Methods Mol Biol. 2023;2545:47-76. doi: 10.1007/978-1-0716-2561-3_3.
Polyploidizations, or whole-genome duplications (WGDs), in plants have increased biological complexity, facilitated evolutionary innovation, and likely enabled adaptation under harsh conditions. Besides genomic data, transcriptome data have been widely employed to detect WGDs, due to their efficient accessibility to the gene space of a species. Age distributions based on synonymous substitutions (so-called K age distributions) for paralogs assembled from transcriptome data have identified numerous WGDs in plants, paving the way for further studies on the importance of WGDs for the evolution of seed and flowering plants. However, it is still unclear how transcriptome-based age distributions compare to those based on genomic data. In this chapter, we implemented three different de novo transcriptome assembly pipelines with two popular assemblers, i.e., Trinity and SOAPdenovo-Trans. We selected six plant species with published genomes and transcriptomes to evaluate how assembled transcripts from different pipelines perform when using K distributions to detect previously documented WGDs in the six species. Further, using genes predicted in each genome as references, we evaluated the effects of missing genes, gene family clustering, and de novo assembled transcripts on the transcriptome-based K distributions. Our results show that, although the transcriptome-based K distributions differ from the genome-based ones with respect to their shapes and scales, they are still reasonably reliable for unveiling WGDs, except in species where most duplicates originated from a recent WGD. We also discuss how to overcome some possible pitfalls when using transcriptome data to identify WGDs.

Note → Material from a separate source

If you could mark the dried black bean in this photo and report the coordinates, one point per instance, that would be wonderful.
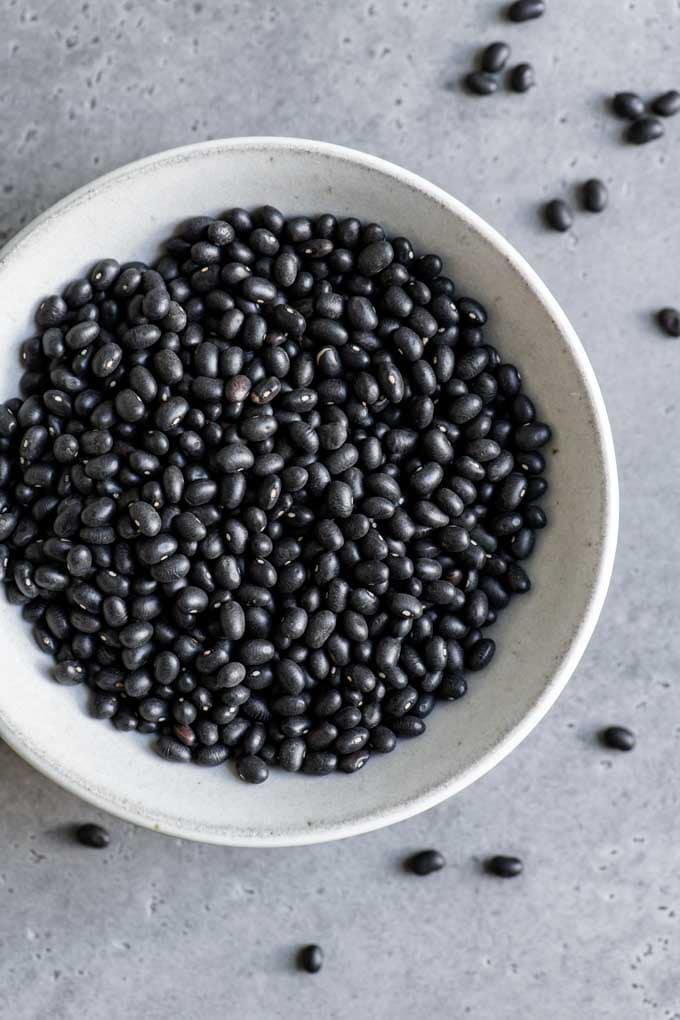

多倍体化,或全基因组加倍 (WGD),在植物中增加了生物复杂性,促进了进化创新,并可能使物种适应恶劣环境。除了基因组数据外,转录组数据也被广泛用于检测 WGD,因为它们可以有效地获取物种的基因空间。基于同义替换的等位基因年龄分布(所谓的 K 年龄分布),从转录组数据组装的旁系同源物已经在植物中鉴定出许多 WGD,为进一步研究 WGD 对种子和开花植物进化的重要性铺平了道路。然而,目前尚不清楚基于转录组的年龄分布与基于基因组数据的年龄分布相比如何。在本章中,我们使用两种流行的组装器,即 Trinity 和 SOAPdenovo-Trans,实现了三种不同的从头转录组组装管道。我们选择了六个具有已发表基因组和转录组的植物物种,以评估使用 K 分布从不同管道组装的转录本在检测六个物种中先前记录的 WGD 时的表现。此外,使用每个基因组中预测的基因作为参考,我们评估了缺失基因、基因家族聚类和从头组装的转录本对基于转录组的 K 分布的影响。我们的结果表明,尽管基于转录组的 K 分布在形状和规模上与基于基因组的 K 分布不同,但它们仍然可以合理地可靠地揭示 WGD,除了在大多数副本起源于最近的 WGD 的物种中。我们还讨论了如何克服使用转录组数据识别 WGD 时可能遇到的一些陷阱。